MK2 deficiency decreases mortality during the inflammatory phase after myocardial infarction in mice

Background: Altering the onset, intensity, or duration of inflammation can impact the recovering heart's structure and function following myocardial infarction (MI). Substrates of MAP kinase-activated protein kinase 2 (MK2) include proteins that regulate the stability of AU-rich transcripts, including those of several pro-inflammatory cytokines. This study was to determine if MK2-deficiency impaired the inflammatory phase of post-MI wound repair. Methods and Results: Myocardial infarctions were induced by permanent ligation of the left anterior descending coronary artery in 12-week-old male MK2+/+ and MK2-/- littermate mice. Five days post-MI, survival was 100% in MI-MK2-/- (n = 20) and 79% in MI-MK2+/+ mice (n = 29; Mandel-Cox test: P < 0.05). Area at risk and infarct size were similar. Echocardiographic imaging revealed that both systolic and diastolic LV diameters were greater in MI-MK2+/+ than MI-MK2-/- mice.
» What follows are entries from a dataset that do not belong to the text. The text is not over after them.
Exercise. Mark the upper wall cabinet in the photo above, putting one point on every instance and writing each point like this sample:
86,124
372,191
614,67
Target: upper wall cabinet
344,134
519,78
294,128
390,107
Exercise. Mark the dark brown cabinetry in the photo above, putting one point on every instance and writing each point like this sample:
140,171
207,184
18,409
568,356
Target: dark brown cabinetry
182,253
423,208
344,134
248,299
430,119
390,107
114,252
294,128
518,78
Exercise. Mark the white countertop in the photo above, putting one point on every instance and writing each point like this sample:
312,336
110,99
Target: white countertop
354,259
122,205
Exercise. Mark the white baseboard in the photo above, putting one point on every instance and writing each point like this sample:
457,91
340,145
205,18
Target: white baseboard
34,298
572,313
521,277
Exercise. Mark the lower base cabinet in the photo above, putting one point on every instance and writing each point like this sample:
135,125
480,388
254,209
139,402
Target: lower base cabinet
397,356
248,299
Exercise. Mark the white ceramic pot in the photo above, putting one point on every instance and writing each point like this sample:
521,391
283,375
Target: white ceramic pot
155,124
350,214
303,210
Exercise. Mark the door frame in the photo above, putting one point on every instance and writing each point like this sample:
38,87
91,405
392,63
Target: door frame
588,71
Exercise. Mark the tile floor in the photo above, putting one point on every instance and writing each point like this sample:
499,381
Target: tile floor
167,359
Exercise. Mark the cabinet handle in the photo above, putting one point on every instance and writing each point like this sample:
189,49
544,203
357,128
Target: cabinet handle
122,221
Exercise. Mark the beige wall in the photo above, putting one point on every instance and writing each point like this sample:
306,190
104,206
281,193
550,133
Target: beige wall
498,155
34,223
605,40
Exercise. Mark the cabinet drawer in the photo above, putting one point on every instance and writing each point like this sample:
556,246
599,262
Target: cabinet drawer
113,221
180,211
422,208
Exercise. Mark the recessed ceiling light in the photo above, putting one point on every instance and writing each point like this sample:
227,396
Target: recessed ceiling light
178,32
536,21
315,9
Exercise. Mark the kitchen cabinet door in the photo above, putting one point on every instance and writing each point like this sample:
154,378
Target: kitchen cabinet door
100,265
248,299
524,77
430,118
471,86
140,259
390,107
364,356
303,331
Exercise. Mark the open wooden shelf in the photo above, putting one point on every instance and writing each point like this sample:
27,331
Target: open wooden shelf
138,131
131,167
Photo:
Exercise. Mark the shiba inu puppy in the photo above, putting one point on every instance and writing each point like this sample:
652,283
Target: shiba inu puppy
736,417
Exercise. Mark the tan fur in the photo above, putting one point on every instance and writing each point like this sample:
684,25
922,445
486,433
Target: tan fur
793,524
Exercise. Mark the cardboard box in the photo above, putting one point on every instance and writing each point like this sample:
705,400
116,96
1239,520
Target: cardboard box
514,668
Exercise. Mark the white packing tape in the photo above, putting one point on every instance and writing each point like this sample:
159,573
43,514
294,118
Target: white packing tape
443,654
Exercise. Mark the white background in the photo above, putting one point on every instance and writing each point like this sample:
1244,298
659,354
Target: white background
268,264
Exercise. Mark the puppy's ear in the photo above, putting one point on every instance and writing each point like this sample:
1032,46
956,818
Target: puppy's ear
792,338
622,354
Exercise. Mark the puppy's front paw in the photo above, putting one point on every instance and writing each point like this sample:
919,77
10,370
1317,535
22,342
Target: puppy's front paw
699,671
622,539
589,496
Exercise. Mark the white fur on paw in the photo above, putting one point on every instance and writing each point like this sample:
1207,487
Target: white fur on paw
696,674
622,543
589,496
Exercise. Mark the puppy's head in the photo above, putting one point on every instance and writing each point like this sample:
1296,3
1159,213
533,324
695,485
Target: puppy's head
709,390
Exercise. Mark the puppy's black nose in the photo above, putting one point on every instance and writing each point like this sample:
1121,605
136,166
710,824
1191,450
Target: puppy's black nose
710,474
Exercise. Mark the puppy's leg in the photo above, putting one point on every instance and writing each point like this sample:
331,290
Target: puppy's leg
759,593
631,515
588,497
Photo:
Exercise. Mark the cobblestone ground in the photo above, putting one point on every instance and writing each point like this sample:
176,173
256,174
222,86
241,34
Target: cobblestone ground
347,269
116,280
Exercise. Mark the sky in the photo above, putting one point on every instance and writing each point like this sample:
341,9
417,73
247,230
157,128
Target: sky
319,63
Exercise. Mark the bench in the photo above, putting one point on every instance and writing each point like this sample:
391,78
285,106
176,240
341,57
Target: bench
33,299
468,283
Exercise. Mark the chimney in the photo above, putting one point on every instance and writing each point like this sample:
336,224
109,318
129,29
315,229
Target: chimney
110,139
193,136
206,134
MK2-deficiency did not affect the increase in wall motion score index. Infiltration of neutrophils or monocytes did not differ significantly. Cytokine and chemokine transcripts were quantified in infarcted and non-infarcted LV tissue using qPCR arrays (QIAGEN). Three days post-MI, Ifna2 was increased and Il16 was decreased in infarcted tissue from MK2-/- hearts, compared with infarcted MK2+/+ tissue, whereas in the non-infarcted MK2-/- myocardium Il27 increased and Tnfsf11, Ccl3, and Il1rn were decreased. Five days post-MI, Ctf16 and Il10 increased in infarcted MK2-/- tissue whereas in the non-infarcted MK2-/- myocardium Ccl9, Nodal, and Xcl2 increased and Il15 decreased. Conclusions: The findings of this study suggest MK2-deficiency is an advantage during the inflammatory phase of cardiac wound repair post-MI. ### Competing Interest Statement The authors have declared no competing interest.